Les sacres épiscopaux de 1988 ont-ils porté atteinte à un élément essentiel de la foi catholique : l’unité de l’Eglise ?
Dans le deuxième entretien, de la rubrique « théologie », publié sur la page du 27 avril 2022 du site « Claves.org », le Père de Blignières indique quel est, selon lui, « le critère pour évaluer les sacres de 1988 ». Les prêtres et les fidèles qui n’ont pas voulu suivre Mgr Lefebvre n’auraient pas agi en vertu d’une conception erronée de l’obéissance, ni non plus de façon purement tactique ou en vue d’obtenir un quelconque avantage. Ce qui aurait été et serait en cause, « c’est un jugement de fond sur la communion hiérarchique comme élément essentiel de la foi et de la structure de l’Eglise catholique ». En effet, le sacre épiscopal accompli contre la volonté du Pape serait « un acte intrinsèquement mauvais parce qu’il porte atteinte à un élément de foi catholique ». Cet élément est que, pour être non seulement validement mais légitimement sacré, un évêque doit recevoir la consécration épiscopale « au sein de la communion hiérarchique entre tous les évêques catholiques », dont le garant est l’évêque de Rome, le successeur de Pierre. De la sorte, la consécration épiscopale, reçue sans l’institution pontificale, constitue « un très grave attentat à l’unité même de l’Eglise ».
2. Le Père de Blignières se réfère ici à l’Encyclique Ad apostolorum Principis de Pie XII ainsi qu’au numéro 4 du Motu proprio Ecclesia Dei afflicta. Pourtant, ni l’un ni l’autre de ces deux textes cités ne sont pertinents pour évaluer les sacres du 30 juin 1988.
3. Le texte qui serait de nature à nous mettre sur la voie est celui que le Père de Blignières ne cite pas : il s’agit du numéro 3 du Motu proprio Ecclesia Dei afflicta. Contrairement à ce qu’affirme, dans un raccourci trop simpliste, le fondateur de la Fraternité Saint-Vincent-Ferrier, la consécration d’un évêque accomplie sans mandat pontifical et commise à l’encontre de la volonté explicite du Souverain Pontife, ne constitue pas en elle-même « un acte de nature schismatique ». Le Motu proprio de Jean-Paul II commence plutôt par dire que, une consécration de ce genre « est en elle-même une désobéissance à l’encontre du Pontife romain » [1]. Or, la désobéissance est tout autre chose que le schisme [2]. C’est pourquoi, consacrer un évêque sans mandat pontifical et faire schisme sont deux actes foncièrement différents. Le premier peut être l’occasion du second, mais pas nécessairement.

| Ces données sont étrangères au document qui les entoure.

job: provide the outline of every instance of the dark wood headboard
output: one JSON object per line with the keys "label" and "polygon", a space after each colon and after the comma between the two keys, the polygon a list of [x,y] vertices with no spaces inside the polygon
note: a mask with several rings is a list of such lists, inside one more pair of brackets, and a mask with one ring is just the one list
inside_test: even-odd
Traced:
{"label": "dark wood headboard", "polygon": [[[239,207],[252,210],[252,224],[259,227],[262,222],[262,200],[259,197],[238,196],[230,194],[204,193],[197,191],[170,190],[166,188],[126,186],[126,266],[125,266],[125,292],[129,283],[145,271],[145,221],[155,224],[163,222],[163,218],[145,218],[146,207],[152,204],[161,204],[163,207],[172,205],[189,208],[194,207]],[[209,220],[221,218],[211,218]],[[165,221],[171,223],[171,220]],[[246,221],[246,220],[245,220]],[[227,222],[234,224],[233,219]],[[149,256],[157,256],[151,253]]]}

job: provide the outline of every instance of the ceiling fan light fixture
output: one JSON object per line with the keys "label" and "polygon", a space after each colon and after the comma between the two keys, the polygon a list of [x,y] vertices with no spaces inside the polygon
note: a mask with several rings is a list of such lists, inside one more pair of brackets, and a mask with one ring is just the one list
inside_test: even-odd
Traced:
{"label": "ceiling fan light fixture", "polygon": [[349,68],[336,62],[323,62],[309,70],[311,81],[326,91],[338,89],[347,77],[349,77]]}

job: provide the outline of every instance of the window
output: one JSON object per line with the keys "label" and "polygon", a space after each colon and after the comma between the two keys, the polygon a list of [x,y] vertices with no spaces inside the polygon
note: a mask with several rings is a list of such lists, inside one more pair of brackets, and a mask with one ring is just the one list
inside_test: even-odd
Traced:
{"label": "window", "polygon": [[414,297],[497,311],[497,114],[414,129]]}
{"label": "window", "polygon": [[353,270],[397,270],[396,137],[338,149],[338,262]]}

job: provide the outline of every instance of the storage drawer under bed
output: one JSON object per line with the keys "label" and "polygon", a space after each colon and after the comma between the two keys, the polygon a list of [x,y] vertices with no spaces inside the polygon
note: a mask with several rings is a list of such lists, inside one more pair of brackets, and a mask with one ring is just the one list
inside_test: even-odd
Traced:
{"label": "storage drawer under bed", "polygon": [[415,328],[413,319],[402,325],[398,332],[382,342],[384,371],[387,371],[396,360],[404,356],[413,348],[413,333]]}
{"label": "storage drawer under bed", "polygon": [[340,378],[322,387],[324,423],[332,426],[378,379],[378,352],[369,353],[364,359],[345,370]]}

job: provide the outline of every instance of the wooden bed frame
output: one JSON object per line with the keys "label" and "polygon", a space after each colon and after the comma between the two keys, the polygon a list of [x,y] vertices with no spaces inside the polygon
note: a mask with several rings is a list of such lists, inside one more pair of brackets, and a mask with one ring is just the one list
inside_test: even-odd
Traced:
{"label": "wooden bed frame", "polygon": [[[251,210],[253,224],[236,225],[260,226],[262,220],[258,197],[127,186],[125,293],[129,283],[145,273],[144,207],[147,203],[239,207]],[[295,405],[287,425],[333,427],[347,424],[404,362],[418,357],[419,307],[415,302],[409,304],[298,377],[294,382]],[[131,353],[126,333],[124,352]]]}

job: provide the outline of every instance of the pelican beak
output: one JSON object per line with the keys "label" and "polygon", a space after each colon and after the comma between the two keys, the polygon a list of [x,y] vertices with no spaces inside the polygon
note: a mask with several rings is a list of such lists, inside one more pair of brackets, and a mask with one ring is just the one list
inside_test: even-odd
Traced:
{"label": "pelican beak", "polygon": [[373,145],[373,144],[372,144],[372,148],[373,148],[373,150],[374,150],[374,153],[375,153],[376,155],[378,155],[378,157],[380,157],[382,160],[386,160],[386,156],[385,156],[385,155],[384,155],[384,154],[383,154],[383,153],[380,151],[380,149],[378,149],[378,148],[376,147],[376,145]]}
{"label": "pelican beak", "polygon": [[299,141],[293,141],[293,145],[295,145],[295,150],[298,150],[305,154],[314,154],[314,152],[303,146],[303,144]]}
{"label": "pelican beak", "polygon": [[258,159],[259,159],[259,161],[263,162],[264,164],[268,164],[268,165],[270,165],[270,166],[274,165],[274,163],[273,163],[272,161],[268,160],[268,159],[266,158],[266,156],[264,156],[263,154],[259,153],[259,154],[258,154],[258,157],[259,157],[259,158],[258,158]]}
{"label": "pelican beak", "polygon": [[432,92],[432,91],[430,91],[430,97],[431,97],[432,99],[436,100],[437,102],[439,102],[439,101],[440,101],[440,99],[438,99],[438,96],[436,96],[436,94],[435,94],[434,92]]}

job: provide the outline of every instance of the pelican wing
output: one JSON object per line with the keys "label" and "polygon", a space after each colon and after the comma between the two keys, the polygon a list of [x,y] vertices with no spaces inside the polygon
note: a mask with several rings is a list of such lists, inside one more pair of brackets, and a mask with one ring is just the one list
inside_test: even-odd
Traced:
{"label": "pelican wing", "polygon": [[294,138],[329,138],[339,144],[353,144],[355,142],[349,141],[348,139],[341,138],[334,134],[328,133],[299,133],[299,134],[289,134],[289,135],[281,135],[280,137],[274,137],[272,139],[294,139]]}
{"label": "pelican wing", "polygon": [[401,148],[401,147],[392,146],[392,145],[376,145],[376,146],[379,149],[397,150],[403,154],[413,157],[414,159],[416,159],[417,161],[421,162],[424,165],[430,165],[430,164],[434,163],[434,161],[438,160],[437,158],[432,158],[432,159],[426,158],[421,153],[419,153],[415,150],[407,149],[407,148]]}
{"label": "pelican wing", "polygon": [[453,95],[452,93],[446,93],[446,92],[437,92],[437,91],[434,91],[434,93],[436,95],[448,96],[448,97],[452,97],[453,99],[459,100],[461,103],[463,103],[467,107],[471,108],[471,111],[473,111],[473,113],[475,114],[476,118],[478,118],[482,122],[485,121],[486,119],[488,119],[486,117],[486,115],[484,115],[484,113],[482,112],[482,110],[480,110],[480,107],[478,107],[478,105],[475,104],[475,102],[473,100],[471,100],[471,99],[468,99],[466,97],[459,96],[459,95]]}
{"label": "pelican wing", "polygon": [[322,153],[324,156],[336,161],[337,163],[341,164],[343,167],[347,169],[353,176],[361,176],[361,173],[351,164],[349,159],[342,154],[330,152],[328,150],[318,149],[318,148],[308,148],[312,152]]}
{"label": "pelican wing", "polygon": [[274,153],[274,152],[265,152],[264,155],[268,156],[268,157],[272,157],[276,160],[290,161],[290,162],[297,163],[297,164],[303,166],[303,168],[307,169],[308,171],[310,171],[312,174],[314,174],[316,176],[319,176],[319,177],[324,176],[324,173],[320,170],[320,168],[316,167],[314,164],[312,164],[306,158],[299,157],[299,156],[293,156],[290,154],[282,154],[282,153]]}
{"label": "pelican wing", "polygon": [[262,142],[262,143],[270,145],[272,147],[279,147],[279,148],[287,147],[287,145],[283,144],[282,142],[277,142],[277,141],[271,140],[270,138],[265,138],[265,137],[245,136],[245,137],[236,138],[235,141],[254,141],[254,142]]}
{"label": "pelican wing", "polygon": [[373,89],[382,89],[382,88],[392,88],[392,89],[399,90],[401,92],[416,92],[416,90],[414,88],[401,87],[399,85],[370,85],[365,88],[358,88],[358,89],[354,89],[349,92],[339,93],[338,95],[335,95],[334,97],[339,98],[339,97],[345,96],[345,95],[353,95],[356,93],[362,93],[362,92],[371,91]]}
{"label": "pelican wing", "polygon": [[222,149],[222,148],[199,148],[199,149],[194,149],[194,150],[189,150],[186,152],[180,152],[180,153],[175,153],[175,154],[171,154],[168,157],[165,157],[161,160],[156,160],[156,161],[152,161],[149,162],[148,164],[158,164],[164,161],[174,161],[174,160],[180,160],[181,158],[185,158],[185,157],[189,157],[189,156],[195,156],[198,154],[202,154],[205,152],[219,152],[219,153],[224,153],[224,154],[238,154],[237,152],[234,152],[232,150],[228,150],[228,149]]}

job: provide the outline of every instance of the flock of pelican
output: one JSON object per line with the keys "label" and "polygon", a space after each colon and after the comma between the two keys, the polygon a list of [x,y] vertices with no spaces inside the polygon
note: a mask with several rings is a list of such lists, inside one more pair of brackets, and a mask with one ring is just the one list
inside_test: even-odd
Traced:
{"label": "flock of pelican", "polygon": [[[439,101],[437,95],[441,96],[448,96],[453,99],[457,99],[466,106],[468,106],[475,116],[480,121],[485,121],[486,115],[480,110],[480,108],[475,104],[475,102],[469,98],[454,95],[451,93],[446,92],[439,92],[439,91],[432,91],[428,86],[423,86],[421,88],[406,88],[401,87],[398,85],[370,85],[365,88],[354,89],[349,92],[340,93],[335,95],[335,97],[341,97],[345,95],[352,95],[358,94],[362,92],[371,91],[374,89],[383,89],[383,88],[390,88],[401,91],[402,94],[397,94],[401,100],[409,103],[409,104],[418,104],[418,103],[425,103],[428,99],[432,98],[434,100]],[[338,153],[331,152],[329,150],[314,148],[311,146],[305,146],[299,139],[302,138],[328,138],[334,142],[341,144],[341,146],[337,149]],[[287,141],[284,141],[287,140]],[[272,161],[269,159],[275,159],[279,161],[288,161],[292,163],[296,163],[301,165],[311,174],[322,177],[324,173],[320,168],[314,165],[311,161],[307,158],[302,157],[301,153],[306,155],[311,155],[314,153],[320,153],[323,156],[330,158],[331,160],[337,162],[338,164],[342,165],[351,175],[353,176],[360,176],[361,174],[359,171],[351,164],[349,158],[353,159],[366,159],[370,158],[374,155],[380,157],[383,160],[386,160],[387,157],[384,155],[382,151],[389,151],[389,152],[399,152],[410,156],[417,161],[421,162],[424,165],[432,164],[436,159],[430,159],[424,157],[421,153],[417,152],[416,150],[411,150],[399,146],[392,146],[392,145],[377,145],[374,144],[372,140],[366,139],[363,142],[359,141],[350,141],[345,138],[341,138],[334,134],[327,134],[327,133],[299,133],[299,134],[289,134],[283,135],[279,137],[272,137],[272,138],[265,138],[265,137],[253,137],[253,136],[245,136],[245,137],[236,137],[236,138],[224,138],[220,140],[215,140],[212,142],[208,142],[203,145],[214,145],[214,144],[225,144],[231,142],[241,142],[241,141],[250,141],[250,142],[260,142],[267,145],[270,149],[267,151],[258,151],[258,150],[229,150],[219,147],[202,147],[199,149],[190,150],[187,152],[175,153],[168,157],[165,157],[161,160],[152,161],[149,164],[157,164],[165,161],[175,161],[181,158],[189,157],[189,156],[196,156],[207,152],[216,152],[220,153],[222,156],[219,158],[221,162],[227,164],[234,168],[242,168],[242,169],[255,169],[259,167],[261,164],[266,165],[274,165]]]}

Faire schisme en effet c’est refuser dans le principe l’autorité suprême du Pape, et cela a lieu chez celui qui a la prétention de donner un pouvoir que seul le Pape (et non un simple évêque) peut donner, c’est-à-dire le pouvoir de gouverner dans l’Eglise. Consacrer un évêque sans mandat pontifical, c’est désobéir au Pape en communiquant un pouvoir que tout évêque peut donner, le pouvoir de sanctifier dans l’Eglise, mais seulement avec l’accord du Pape.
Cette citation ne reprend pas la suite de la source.